Embedded Semantic Markup, schema.org, the Common Crawl, and Web Data Commons: Big Web Data

Jason Ronallo
Associate Head, Digital Library Initiatives
North Carolina State University Libraries

@ronallo
jason_ronallo@ncsu.edu

Hi! I'm Jason Ronallo at NC State.

Outline

I'm going to cover a lot of ground in a short period of time just to give you an idea about each of these. Just enough to begin to see why this is important and give you ideas on what's becoming possible. Much of this is the necessary preface for the research I've begun.

How Search Engines Work

  1. Robots crawl the Web
  2. Process and index crawl data
  3. Try to answer search queries with the most relevant results

friendly robot 

This is basically how search engines work.

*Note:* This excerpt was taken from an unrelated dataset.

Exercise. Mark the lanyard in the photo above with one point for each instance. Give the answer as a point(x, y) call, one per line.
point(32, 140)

Problem is that for the most part they're having to do natural language processing to pull out semantics. It is really hard to do. Even the smart minds at big companies like Google can only do so much.

Embedded Semantic Markup

is the Associate Head of Digital Library Initiatives at .

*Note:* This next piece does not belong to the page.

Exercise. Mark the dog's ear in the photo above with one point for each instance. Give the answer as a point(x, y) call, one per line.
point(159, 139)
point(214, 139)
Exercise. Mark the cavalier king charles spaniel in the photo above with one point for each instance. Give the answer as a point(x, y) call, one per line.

This is part of the reason why embedded semantic markup is important. Here's a snippet here, but you can't see it.

Embedded Semantic Markup

<span itemscope
   itemtype="http://schema.org/Person">
   <a itemprop="url"
      href="http://twitter.com/ronallo">
      <span itemprop="name">Jason Ronallo</span>
   </a> is the <span itemprop="jobTitle">
     Associate Head of Digital Library
     Initiatives</span> at
   <span itemprop="affiliation" itemscope
     itemtype="http://schema.org/Library">
     <span itemprop="name"> <a itemprop="url"
       href="http://lib.ncsu.edu">NCSU Libraries</a></span>
  </span>.
</span>

But here's what the markup looks like. Some attributes have been added to some simple HTML to add some more structure to the data.

That's all that embedded semantic markup is. Embedded semantic markup provides the syntax (some extra markup) to structure data in your HTML pages.

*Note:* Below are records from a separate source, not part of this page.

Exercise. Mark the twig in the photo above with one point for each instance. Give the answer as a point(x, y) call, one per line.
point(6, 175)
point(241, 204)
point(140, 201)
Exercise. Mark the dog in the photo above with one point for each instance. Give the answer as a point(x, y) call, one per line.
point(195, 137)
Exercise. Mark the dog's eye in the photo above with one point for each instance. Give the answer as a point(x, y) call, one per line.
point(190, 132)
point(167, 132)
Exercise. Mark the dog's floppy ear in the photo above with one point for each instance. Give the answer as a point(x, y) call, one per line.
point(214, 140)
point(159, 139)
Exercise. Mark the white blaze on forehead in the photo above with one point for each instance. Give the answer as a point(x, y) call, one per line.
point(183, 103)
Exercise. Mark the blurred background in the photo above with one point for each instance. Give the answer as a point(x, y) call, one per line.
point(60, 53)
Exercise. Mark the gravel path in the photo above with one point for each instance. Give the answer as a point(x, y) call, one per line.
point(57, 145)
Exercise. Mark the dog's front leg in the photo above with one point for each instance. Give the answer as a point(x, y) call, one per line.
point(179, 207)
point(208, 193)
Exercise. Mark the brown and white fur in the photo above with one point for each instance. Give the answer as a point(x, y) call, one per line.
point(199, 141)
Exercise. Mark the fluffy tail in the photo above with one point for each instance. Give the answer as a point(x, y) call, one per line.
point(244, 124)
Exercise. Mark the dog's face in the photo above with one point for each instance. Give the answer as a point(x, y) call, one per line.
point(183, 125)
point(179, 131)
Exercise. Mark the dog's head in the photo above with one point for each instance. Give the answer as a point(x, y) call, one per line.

Think of this like hidden annotations.

Why use embedded semantic markup?

Since youre eyes are more often on the web site, it can be better than trying to keep your data in sync with some external XML serialization.

We often have very rich metadata for the resources we describe in our databases. In the past schemes to expose this metadata through HTML and the Web led to a lot of dumbing down. Using embedded semantic markup like Microdata or RDFa Lite allows for us to expose richer metadata with more structure through HTML.

Schema.org

* Numbers from last time I checked early in 2013.

Using embedded semantic markup to structure your data is great, but if you're not using a vocabulary that someone else understands it is kind of pointless. This is where schema.org comes in. (Read slide.)

Examples

I'm going to show you a couple of very quick examples of what we've done so far with embedded semantic markup and schema.org at NCSU. I'm sure the Duke folks will be showing you more examples in a bit.

screenshot of home page of rare and unique materials site 

OK, here a digital collections site where we've implemented embedded semantic markup and schema.org.

Schema.org types on the Rare & Unique Materials site

These are the types of things that we're describing on that site. And looking at Google Webmaster Tools we know these things are getting indexed.

Rich Snippets: Rare and Unique Materials Video

YKK 

Third result in Google video search for "bug sprays and pets."

So the main benefit we get out of all this right now is what Google calls Rich Snippets.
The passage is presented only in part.